How to choose the best value of n_neighbors?

Masszo · 10 July 2021 00:09

how to choose the best value of n_neighbors ?

ThomasLoock · 10 July 2021 07:20

Maybe have a read here:

echidne · 10 July 2021 09:07

Hi ThomasLoock,
the problem wth your link is that is not free to read.
I know it s easy to be hacked but not really legal.

echidne · 10 July 2021 09:44

Hi Masszo,

To compute the best n_neighbors value in KNN you can use several methods ( as discussed here).
Since you are in module 1, a very intuitive method should be to do model with a range of n_neighbors, to compute scores or errors and choose the parameter that give you the best score or the smallest error as shown in this video.
Later in the MOOC you ll see how to do Hyperparameters tunning. The methods show in that section allow you to compute easily the best parameters.
As example:

from sklearn.neighbors import KNeighborsClassifier
from sklearn.model_selection import GridSearchCV

#create a knn model
knn = KNeighborsClassifier()

#create a dictionary of all values we want to test for n_neighbors
param_grid = {‘n_neighbors’: np.arange(1, 25)}

#use gridsearch to test all values for n_neighbors
knn_gscv = GridSearchCV(knn, param_grid, cv=5)

#fit model to data
knn_gscv.fit(data, target)

#check top performing n_neighbors value
knn_gscv.best_params_

ogrisel · 10 July 2021 10:06

This the correct answer. The tuning of the parameters is explained later in the mooc in module 3.

Masszo · 10 July 2021 12:20

Thanks for answering and sharing links. I was able to go through all of them. And it seems they are all based in the principle of choosing a range of values of k then running and testing(either train_test_split or cv method) to get the best value of k within this range. But do we have and guaranty that the best value of k is in the chosen range ?

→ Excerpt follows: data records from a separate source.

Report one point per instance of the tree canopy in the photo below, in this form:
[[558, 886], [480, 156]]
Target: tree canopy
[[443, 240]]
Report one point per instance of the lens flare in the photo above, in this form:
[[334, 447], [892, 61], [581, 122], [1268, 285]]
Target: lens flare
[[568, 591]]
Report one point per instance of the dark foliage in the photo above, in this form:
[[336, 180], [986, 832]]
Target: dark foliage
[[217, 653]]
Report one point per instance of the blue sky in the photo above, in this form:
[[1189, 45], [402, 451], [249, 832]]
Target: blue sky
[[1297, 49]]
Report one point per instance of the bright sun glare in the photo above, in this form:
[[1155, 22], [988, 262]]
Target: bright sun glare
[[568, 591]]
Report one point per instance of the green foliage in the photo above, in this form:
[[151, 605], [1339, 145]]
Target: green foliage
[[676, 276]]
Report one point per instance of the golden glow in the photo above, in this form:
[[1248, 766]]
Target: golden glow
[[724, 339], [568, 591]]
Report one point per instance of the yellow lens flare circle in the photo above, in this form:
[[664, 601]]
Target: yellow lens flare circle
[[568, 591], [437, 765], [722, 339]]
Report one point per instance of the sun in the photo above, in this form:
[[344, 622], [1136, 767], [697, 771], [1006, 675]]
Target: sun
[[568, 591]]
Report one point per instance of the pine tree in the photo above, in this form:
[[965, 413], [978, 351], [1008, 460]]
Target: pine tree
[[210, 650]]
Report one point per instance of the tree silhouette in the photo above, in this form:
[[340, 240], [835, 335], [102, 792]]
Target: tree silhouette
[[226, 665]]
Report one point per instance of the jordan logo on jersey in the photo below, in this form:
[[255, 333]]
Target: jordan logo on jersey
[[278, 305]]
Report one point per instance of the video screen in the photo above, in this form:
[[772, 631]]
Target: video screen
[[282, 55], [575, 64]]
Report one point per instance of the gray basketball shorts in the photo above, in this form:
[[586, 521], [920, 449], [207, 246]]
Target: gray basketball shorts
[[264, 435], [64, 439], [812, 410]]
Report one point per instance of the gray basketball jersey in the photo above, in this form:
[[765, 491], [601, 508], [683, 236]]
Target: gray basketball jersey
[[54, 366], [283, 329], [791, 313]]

echidne · 10 July 2021 13:17

When you draw the graph scores vs n_neighbors or error vs n_neighbors the shape of the graph should help tell you if you are in correct range.
You can find here other examples of manual and automatic tuning of the n_neighbors parameter

ThomasLoock · 10 July 2021 14:57

Hi echidne,
i found the link just using google and it is free available to the public and there is nothing illegal with it.
I don´t know what makes you think there is any hacking involved here? Please explain.
The only restriction towardsdatascience.com or medium.com are putting on their content is that you
can only read a limited amount of stories (3 or 4) per month.
So either you have already reached this limit or maybe something else is blocking your access.
Nevertheless the story on " How to find the optimal value of K in KNN" is well presented and explained.

echidne · 10 July 2021 15:18

Hi ThomasLoock,
Acces to Towardsdatascience.com or medium.com are limited so they are not free. If you want to have full acces you have to pay.
And I never suggest there were hacking involved here. It’s very known in IT area that articles of these medias can be accessed freely by a very simple hack but i never say you were using it. I just wanted to say that I could not reveal the hack and allow everyone that can be interested , even the ones that have already reach the monthly limit, to read that article.
Stop trying to find second meaning in my sentences.

ogrisel · 11 July 2021 13:05

The only way to know the “best value of k” is to have access to an unlimited value of labeled test data and measure the performance on it. But even the best value of k would not always give you a good enough model.

The precise value of k in k-NN does not matter much in practice. Picking a good value of k is often enough. If you want to improve the predictive quality of a k-NN model, you’d better focus your efforts on:

engineering more informative features based on your expert knowledge of the problem at hand. Examples of feature engineering strategies are presented later in the MOOC, for instance in the module on linear models;
consider choosing a distance metrics that better reflects the important pairwise similarities between examples. This potentially includes manually rescaling the features to put more emphasis on features you think are the most predictive;
consider including new labeled examples in your training set if the you think it will help improve the cross-validation accuracy. This can be achieved by studying the learning curves as explained in the next module.

As often in Machine Learning, the quality of the training set (both in terms of features and samples) trumps the choice of the model and its parameters.

Masszo · 13 July 2021 10:51

Thanks ! More clear in the next sections.